She isn't calling Sayaka 'Miki' because she recognizes the girl's right to Miki Kaoru's regalia. She's calling Sayaka 'Miki' because it's her surname, and they aren't close, and she doesn't want to be close.

"You stole his sword, and you stole his ring, and you stole his uniform. As though enough hasn't been taken from him already."

Her laughter is harsh and unamused. There is a bubble of raw grief within it. "And you prance around thinking that in wielding those tools, you /are/ him... playing Prince."

She looks past Sayaka, past the middle distance, to the stairs.

"I suppose it would be hard to bring a piano up all those steps, but if you had, I would not doubt your convictions the way I do."

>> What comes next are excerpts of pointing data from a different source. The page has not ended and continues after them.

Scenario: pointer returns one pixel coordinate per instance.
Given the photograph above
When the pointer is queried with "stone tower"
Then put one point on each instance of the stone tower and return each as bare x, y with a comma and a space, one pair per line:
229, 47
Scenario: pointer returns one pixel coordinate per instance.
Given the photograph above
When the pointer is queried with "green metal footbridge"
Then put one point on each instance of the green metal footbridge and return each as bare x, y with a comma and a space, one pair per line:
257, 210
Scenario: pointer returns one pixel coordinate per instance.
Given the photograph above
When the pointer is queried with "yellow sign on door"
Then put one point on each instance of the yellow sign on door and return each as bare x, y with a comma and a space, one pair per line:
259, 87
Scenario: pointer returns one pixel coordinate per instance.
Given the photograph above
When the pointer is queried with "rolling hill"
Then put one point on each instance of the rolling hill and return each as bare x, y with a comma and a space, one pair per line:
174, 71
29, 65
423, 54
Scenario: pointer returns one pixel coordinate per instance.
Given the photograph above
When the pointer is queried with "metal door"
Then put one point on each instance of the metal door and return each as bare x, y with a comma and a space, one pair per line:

Juri took the elevator, but she'll never tell. Besides, it wouldn't do for the eighty-eight strings of Miki's piano to get all tangled up with rose vines.

<Pose Tracker> Sayaka Miki [Ohtori Academy (9)] has posed.

Sayaka can't really imagine Juri being in love with Miki, and is easily spared that pain. The humiliation of being called an imposter stings her cheeks, but Kozue had far more authority in the matter of who was and was not Miki, and Sayaka had endured that judgment without fundamentally altering her stance on the matter. And yet.

"You might be right," Sayaka agrees. "That it was Sayaka who stole those things, and that when this is over I'll stop wearing them and it will be obvious even to me that I'm not him. Maybe I'm not even him right now. But what matters, what really really matters, is that it's going to be Miki Kaoru fighting you."

The fist on Sayaka's breast slowly opens, and her fingers alight on her breastbone. "It's here, you know," she says, with a nixie's strange mischief. "The piano you want to see. I carried it up all those steps." Her hand is dropping, and fastens to the hilt of her sword.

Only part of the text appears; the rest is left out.